Volume 18 Number 2
Are We Ready to Listen to All Ukrainians?
01 April 2005

Jose Carlos Leon Vargas was in Ukraine during the ‘Orange Revolution’ in December. What he saw got him thinking.

Ukraine’s diversity constitutes its richness, but it has also lain behind continuous struggles throughout the centuries. The presidential elections last December demonstrated the strength of the linguistic and ethnic divisions in this marvellous country, whose west leans toward Europe and whose east towards Russia. They also showed the need to support new democracies by promoting fair and just dialogue between communities.

‘Yu-Shchen-Ko ! Yu-Shchen-Ko !’ was the chant of hundreds of demonstrators in Kiev’s Independence Square.

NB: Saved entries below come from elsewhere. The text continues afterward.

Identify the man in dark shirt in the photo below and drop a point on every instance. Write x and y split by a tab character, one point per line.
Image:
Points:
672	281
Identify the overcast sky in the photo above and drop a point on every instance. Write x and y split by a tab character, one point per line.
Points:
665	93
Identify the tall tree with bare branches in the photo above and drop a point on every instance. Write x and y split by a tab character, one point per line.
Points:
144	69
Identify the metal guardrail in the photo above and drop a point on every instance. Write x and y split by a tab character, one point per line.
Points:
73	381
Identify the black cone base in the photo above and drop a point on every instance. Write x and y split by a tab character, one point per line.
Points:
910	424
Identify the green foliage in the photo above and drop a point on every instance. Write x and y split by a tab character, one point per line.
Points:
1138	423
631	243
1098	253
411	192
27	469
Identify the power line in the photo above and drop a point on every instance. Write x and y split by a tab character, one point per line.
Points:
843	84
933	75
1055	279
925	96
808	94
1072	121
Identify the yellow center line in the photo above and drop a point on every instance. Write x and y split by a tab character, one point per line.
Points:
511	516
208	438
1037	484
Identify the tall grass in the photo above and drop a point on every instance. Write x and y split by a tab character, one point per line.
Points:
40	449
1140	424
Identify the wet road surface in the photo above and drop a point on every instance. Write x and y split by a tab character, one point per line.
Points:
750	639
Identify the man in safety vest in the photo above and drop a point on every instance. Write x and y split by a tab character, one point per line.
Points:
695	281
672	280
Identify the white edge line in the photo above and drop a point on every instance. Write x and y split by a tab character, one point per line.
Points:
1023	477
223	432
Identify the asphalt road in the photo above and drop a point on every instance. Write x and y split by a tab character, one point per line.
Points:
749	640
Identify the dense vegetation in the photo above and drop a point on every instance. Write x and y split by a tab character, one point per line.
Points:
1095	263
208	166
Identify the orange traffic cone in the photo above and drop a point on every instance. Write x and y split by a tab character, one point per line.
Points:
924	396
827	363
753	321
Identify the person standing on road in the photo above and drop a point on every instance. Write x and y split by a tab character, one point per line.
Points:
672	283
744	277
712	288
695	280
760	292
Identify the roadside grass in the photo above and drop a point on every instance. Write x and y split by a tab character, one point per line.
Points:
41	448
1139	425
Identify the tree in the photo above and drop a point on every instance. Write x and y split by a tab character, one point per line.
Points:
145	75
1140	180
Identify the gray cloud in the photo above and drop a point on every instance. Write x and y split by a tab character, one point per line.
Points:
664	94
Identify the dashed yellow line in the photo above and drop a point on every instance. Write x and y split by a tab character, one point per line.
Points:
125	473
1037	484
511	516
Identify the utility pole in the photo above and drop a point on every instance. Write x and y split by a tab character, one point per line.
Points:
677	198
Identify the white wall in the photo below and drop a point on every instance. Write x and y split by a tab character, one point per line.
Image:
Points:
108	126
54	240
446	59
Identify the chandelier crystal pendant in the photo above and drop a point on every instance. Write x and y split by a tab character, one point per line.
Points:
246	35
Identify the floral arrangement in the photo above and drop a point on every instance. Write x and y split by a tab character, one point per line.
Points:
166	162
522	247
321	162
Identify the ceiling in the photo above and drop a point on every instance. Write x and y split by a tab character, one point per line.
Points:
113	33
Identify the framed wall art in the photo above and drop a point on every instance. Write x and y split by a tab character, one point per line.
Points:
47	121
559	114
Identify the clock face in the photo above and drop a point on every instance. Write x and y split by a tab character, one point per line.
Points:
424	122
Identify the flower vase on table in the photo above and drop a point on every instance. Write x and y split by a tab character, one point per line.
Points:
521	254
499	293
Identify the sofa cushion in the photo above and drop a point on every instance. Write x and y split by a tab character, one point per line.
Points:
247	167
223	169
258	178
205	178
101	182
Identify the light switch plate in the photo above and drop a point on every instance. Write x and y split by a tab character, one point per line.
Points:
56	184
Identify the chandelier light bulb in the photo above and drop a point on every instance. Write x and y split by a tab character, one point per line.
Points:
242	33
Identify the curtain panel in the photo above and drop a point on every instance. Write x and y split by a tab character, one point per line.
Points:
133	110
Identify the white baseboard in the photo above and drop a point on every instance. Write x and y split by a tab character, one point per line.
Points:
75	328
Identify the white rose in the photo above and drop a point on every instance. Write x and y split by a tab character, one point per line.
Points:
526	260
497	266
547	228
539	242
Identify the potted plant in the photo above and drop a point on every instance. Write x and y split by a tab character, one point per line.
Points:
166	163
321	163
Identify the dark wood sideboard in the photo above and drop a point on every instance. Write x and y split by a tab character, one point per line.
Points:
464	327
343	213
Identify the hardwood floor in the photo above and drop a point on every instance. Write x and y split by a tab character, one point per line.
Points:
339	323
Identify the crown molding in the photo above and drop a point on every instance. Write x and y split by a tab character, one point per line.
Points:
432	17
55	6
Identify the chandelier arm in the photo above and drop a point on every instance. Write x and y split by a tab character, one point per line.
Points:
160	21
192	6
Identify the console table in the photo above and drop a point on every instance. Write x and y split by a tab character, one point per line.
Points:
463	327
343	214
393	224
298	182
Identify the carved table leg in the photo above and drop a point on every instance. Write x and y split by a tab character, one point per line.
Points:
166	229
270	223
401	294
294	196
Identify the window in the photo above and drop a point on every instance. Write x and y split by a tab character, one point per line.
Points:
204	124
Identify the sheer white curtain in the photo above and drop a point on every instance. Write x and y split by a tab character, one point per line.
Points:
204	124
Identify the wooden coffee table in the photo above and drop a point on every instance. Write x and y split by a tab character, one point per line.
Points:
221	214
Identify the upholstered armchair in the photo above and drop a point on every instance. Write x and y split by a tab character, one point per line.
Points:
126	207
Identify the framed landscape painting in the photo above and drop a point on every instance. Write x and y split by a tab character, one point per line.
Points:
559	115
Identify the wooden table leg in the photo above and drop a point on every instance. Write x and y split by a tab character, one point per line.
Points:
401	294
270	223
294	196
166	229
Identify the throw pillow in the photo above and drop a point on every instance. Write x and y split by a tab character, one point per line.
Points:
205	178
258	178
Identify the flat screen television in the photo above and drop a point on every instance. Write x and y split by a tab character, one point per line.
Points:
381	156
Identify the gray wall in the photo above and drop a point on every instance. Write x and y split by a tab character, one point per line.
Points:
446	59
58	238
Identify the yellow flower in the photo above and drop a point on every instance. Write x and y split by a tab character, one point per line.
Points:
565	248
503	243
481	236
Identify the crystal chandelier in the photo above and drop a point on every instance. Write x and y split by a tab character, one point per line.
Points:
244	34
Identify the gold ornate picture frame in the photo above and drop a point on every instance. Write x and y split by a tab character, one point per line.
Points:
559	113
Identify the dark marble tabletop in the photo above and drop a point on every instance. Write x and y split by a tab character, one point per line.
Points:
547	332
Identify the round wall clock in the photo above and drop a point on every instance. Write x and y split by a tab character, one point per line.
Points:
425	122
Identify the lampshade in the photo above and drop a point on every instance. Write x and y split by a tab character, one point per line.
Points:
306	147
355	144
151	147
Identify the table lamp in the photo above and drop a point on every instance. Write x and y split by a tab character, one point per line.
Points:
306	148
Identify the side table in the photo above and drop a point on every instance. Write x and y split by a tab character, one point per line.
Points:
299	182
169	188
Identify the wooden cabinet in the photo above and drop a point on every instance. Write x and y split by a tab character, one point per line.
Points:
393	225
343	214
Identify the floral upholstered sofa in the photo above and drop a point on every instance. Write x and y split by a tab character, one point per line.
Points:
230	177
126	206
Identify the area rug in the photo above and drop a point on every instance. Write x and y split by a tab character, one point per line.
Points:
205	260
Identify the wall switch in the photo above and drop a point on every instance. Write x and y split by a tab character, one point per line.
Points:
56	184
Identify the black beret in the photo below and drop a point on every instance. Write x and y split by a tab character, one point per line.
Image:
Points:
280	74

Ordinary Ukrainians, many of them young, wearing orange ribbons and scarves, braved the coldest temperatures to demand peacefully that the previous fraudulent election result be rerun. The international media called it the ‘Orange Revolution’, describing it as countrywide.

When I arrived in Kiev, I felt as if I was witnessing a colourful parade, with entire families on the streets. The main avenues of the city were transformed into an enormous campsite where unions, student associations and political activists gathered to reject the victory of the government-backed candidate, Victor Yanukovich. Every concert at Independence Square was preceded by a speech in Ukrainian welcoming a new era of democracy for the nation.

So I was greatly surprised, after travelling 16 hours south-east by train, to discover that there is no such thing as a single Ukrainian nation. At Simferopol, the capital of Crimea, I witnessed a completely different spectacle. Tricoloured Russian flags and blue flags abounded. Hundreds of Russian-speaking protesters were trying to keep up the morale of Yanukovich’s followers in the south-east. But where were the reporters and the international correspondents? Nowhere. The only media coverage came from local journalists who took photos of the other side of the ‘revolution’; a peaceful but passionate demonstration calling for Russian and Ukrainian solidarity.

Many things can be said about the political careers of both candidates. Neither of them is particularly known for their honesty in the past. Yet, in the middle of this commotion, Ukrainians from the west and the east gave us a unique example of how valuable democracy is. This revolution was not orange or blue, it was Ukrainian, and the fact that Ukraine is now moving towards a Western model of democracy need not prevent us from listening to those regions with a Russian background.

After their political crisis, Ukrainians need assistance in their transition; but most important, they need to be listened to. This also includes those who lost the election, for the Russian side of Ukraine has an invaluable role to play in the construction of democracy.

As a Mexican, my visit to Ukraine left me with an invaluable lesson. My country also is formed of multiple nations. For us too dialogue can be a useful tool for reducing the frictions between different ethnic groups. Dialogue means talking, but it also means listening to all the actors who take part in it. Are we ready to listen to all Ukrainians?